According to the abstract, the affinity capture method is based on the orthogonal electro-transfer of proteins separated by "ordinary polyacrylamide gel electrophoresis to a ligand-coupled polyacrylamide gel, which is placed under the PAGE gel." Upon electro-transfer, the proteins orthogonally migrate from the PAGE to the Li-PAG. During this migration, proteins that specifically interact with a ligand can be transiently trapped in the Li-PAG. Those that do not interact with a ligand pass through it. "This method permits the separation of the proteins that can specifically interact with a ligand, even when present in a complex mixture," according to the abstract.

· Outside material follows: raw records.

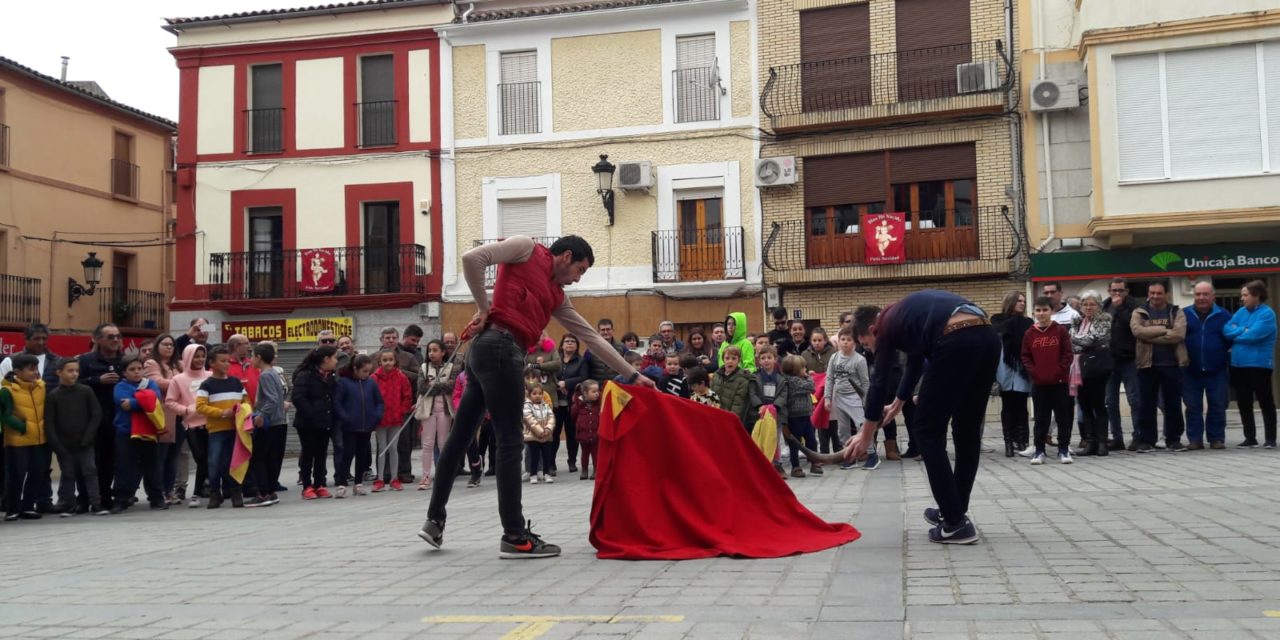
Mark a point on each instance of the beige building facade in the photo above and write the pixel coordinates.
(888, 106)
(81, 174)
(664, 91)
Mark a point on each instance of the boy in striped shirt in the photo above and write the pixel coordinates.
(216, 400)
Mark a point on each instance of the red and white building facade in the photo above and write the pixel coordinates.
(309, 167)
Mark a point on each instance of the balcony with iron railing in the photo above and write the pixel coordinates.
(264, 129)
(520, 108)
(371, 270)
(698, 255)
(490, 274)
(951, 80)
(131, 309)
(19, 300)
(124, 178)
(376, 123)
(937, 243)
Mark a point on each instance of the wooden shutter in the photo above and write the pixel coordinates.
(522, 216)
(1139, 126)
(846, 179)
(932, 39)
(835, 48)
(926, 164)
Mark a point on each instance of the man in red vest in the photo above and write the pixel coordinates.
(529, 291)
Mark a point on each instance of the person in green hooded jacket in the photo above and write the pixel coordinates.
(735, 327)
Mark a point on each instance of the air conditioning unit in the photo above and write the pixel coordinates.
(976, 77)
(635, 176)
(776, 172)
(1055, 96)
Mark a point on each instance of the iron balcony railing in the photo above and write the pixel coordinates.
(698, 92)
(520, 108)
(124, 178)
(376, 123)
(132, 309)
(936, 236)
(370, 270)
(895, 77)
(19, 300)
(698, 255)
(490, 274)
(265, 131)
(4, 145)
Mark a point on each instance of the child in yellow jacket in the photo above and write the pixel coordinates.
(26, 449)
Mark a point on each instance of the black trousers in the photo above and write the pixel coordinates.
(565, 424)
(197, 440)
(1249, 383)
(1014, 417)
(315, 448)
(955, 391)
(497, 384)
(1052, 402)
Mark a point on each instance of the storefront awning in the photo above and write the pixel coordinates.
(1159, 261)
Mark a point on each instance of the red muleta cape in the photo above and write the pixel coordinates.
(679, 480)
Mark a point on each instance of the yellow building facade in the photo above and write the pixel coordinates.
(664, 91)
(81, 173)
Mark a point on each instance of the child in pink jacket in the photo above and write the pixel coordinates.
(179, 402)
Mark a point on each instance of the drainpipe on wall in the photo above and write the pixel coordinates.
(1043, 118)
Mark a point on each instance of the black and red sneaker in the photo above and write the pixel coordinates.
(526, 545)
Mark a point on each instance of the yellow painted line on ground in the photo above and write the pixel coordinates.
(529, 627)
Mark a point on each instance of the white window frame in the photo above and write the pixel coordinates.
(1266, 163)
(547, 186)
(681, 177)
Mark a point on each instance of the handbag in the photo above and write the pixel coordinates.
(1096, 362)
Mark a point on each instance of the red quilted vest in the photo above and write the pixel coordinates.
(525, 296)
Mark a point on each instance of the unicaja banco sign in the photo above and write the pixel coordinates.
(1187, 259)
(1166, 260)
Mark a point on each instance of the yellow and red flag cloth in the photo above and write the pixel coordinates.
(243, 449)
(147, 423)
(681, 480)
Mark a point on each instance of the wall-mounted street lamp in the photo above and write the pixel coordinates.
(92, 275)
(604, 183)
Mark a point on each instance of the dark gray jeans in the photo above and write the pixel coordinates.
(496, 383)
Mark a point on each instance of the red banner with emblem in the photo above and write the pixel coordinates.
(885, 236)
(318, 270)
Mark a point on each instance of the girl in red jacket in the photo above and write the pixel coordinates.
(585, 414)
(398, 401)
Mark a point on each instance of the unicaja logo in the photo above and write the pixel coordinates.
(1164, 259)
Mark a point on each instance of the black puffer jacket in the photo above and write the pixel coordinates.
(1124, 346)
(312, 400)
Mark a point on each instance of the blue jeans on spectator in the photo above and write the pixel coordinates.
(1160, 384)
(1125, 371)
(1198, 387)
(220, 447)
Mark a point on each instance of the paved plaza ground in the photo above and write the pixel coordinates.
(1162, 545)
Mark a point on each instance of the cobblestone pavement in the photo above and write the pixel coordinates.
(1162, 545)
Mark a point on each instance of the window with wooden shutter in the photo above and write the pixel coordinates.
(835, 51)
(522, 216)
(933, 39)
(1198, 113)
(519, 92)
(696, 78)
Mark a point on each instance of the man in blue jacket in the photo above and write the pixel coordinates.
(1205, 376)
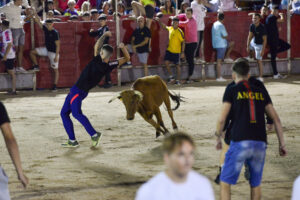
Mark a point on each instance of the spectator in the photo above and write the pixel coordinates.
(199, 11)
(295, 7)
(98, 33)
(12, 12)
(257, 41)
(175, 48)
(71, 9)
(94, 15)
(167, 8)
(227, 5)
(220, 44)
(178, 181)
(183, 6)
(144, 7)
(50, 7)
(276, 44)
(296, 189)
(85, 7)
(190, 40)
(8, 53)
(51, 50)
(140, 43)
(13, 149)
(86, 16)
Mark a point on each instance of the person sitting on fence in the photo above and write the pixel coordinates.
(71, 8)
(220, 44)
(140, 43)
(167, 8)
(49, 7)
(295, 7)
(144, 8)
(8, 53)
(98, 33)
(51, 50)
(175, 48)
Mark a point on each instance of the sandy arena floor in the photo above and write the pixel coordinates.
(129, 154)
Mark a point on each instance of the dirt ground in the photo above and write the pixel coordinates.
(129, 154)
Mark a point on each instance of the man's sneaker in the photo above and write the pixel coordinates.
(96, 139)
(279, 76)
(261, 79)
(20, 70)
(221, 79)
(70, 144)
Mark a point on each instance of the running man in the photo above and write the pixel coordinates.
(13, 149)
(248, 135)
(257, 41)
(89, 78)
(51, 49)
(179, 181)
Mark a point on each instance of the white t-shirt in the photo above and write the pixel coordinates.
(161, 187)
(296, 189)
(199, 11)
(7, 38)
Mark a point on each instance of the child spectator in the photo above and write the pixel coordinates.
(167, 8)
(98, 33)
(71, 10)
(140, 42)
(8, 54)
(51, 50)
(175, 48)
(220, 44)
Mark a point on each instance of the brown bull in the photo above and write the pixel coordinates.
(145, 97)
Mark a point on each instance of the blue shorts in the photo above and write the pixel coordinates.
(172, 57)
(221, 53)
(250, 152)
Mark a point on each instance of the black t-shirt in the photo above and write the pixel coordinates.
(248, 107)
(3, 115)
(272, 29)
(50, 38)
(258, 33)
(100, 32)
(139, 36)
(94, 72)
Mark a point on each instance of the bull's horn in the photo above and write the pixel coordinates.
(139, 94)
(115, 97)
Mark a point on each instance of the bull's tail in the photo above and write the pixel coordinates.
(176, 98)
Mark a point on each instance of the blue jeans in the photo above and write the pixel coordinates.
(73, 104)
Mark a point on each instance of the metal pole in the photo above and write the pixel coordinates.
(289, 36)
(118, 39)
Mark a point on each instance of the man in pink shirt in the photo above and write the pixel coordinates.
(190, 29)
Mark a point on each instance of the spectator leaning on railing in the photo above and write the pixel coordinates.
(12, 12)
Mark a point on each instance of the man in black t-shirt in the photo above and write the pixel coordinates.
(248, 104)
(257, 41)
(140, 42)
(276, 44)
(98, 33)
(89, 78)
(52, 43)
(13, 150)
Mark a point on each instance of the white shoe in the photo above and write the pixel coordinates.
(228, 60)
(21, 70)
(260, 79)
(279, 76)
(221, 79)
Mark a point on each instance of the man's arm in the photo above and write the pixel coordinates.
(271, 112)
(126, 57)
(57, 43)
(13, 150)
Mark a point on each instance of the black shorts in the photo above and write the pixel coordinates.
(172, 57)
(149, 11)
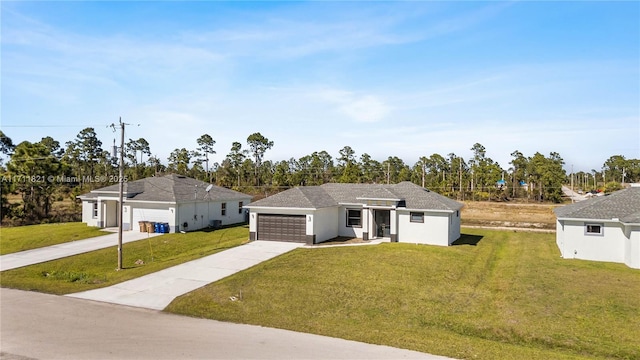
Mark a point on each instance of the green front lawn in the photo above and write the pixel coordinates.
(19, 238)
(98, 268)
(510, 296)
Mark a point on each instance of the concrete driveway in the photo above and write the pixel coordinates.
(35, 256)
(157, 290)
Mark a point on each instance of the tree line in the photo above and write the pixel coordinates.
(45, 172)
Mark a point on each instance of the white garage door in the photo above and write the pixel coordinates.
(290, 228)
(154, 215)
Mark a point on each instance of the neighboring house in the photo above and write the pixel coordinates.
(403, 212)
(603, 228)
(182, 202)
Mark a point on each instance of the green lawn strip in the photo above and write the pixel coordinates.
(97, 269)
(19, 238)
(511, 296)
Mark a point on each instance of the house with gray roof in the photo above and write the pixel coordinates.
(603, 228)
(402, 212)
(183, 203)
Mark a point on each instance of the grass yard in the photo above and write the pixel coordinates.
(98, 268)
(509, 297)
(19, 238)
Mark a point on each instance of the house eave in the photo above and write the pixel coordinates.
(378, 199)
(597, 220)
(448, 211)
(253, 207)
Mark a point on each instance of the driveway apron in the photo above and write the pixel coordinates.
(35, 256)
(155, 291)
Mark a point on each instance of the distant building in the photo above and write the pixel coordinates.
(603, 228)
(181, 202)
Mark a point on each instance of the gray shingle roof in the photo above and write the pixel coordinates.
(333, 194)
(623, 205)
(170, 188)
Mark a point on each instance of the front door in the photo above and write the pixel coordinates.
(383, 223)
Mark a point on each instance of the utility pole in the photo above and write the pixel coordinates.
(120, 189)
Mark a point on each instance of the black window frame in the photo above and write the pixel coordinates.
(349, 218)
(591, 226)
(416, 213)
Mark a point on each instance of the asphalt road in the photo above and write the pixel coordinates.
(41, 326)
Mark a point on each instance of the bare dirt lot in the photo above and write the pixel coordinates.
(516, 215)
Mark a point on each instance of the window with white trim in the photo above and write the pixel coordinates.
(416, 217)
(354, 218)
(594, 229)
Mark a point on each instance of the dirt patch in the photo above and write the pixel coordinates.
(509, 215)
(342, 240)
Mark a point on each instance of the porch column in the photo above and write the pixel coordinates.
(102, 211)
(394, 225)
(366, 227)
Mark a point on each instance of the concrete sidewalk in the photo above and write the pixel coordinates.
(43, 326)
(35, 256)
(157, 290)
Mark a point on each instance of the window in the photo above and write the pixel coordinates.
(593, 229)
(417, 217)
(354, 218)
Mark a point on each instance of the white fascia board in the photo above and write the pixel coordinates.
(148, 202)
(591, 220)
(250, 207)
(428, 210)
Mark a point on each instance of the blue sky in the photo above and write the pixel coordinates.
(404, 79)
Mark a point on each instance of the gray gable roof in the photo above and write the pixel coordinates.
(332, 194)
(169, 188)
(623, 205)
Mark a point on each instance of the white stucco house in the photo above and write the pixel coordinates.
(402, 212)
(184, 203)
(603, 228)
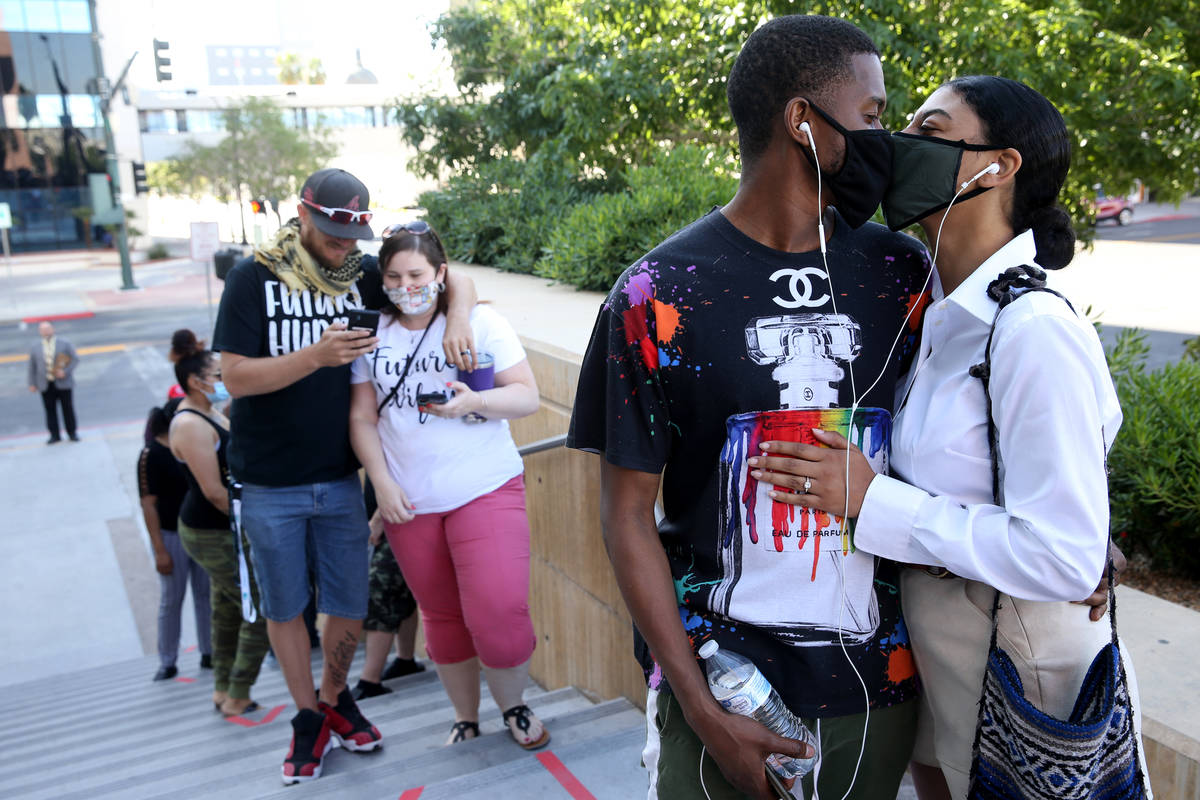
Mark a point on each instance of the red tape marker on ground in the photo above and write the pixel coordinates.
(564, 776)
(252, 723)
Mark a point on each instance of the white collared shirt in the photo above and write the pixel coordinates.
(1056, 414)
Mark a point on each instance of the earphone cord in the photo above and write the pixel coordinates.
(853, 411)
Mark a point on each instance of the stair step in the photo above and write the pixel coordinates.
(607, 765)
(491, 751)
(112, 733)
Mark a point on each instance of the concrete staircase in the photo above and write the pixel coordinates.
(111, 732)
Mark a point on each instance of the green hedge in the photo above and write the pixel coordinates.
(503, 214)
(1155, 463)
(541, 217)
(604, 235)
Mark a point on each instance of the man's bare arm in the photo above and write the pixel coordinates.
(459, 342)
(738, 745)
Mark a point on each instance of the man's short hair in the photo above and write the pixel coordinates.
(790, 56)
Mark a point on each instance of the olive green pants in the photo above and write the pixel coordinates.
(238, 645)
(889, 738)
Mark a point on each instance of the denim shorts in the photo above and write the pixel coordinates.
(318, 528)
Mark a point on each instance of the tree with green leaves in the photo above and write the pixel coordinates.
(259, 155)
(597, 86)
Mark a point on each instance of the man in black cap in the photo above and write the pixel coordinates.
(286, 355)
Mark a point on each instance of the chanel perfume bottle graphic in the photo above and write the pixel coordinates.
(769, 548)
(805, 350)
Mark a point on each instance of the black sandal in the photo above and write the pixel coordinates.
(522, 714)
(459, 732)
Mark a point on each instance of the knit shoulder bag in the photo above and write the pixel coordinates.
(1020, 752)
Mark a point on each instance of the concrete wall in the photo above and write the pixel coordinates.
(585, 635)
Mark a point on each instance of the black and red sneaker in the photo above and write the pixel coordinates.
(348, 726)
(311, 739)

Journal: Analytical Chemistry, Jan. 14 [Epub ahead of print]
Title: Size-sorting combined with improved nanocapillary liquid chromatography-mass spectrometry for identification of intact proteins up to 80 kDa
Authors: A Vellaichamy; JC Tran; AD Catherman; JE Lee; JF Kellie; SM Sweet; L Zamdborg; PM Thomas; DR Ahlf; KR Durbin; GA Valaskovic; NL Kelleher

Reported are "robust" protocols for online LC-MS "to drive high-throughput top-down proteomics in a fashion similar to that of bottom-up proteomics," according to the abstract. ”Comparative work on protein standards showed that a polymeric stationary phase led to superior sensitivity over a silica-based medium in reversed-phase nanocapillary LC, with detection of proteins [greater than] 50 kDa routinely accomplished in the linear ion trap of a hybrid Fourier transform mass spectrometer," the authors added.


Journal: Proteomics, Jan. 13 [Epub ahead of print]
Title: Semi-automatic tool to describe, store, and compare proteomics experiments based on MIAPE compliant reports
Authors: S Martínex-Bartolomé; JA Medina-Aunon; AR Jones; JP Albar

To promote the implementation of standard reporting guidelines, the authors have developed a web tool that helps generate and store Minimum Information About a Proteomics Experiment, or MIAPE, compliant reports describing gel electrophoresis and MS-based experiments.


Journal: Journal of Proteome Research, Jan. 11 [Epub ahead of print]
Title: An LC-MS platform providing increased dynamic range for high-throughput proteomic studies
Authors: ES Baker; EA Livesay; DJ Orton; RJ Moore; WF Danielson; DC Prior; YM Ibrahim; BL Lamarche; AM Mayampurath; AA Schepmoes; DF Hopkins; K Tang; RD Smith; ME Belov

The authors evaluated a high-throughput approach and platform using 15-minute reversed-phase capillary liquid chromatography separations in conjunction with ion mobility spectrometry-mass spectrometry measurements for analyzing complex proteomics samples. They tested the separation quality of the short LC gradient by preparing a sample spiked with 20 reference peptides at varying concentrations into a tryptic digest of mouse blood plasma, and analyzed it with both an LC-FT MS platform and LC-IMS-TOF MS platform. The LC-FT MS system detected 13 out of 20 spiked peptides with a concentration greater than 100 ng/mL. "In contrast, the drift time selected mass spectra from the LC-IMS-TOF MS analyses yielded identifications for 19 of the 20 peptides with all spiking levels present," according to the abstract.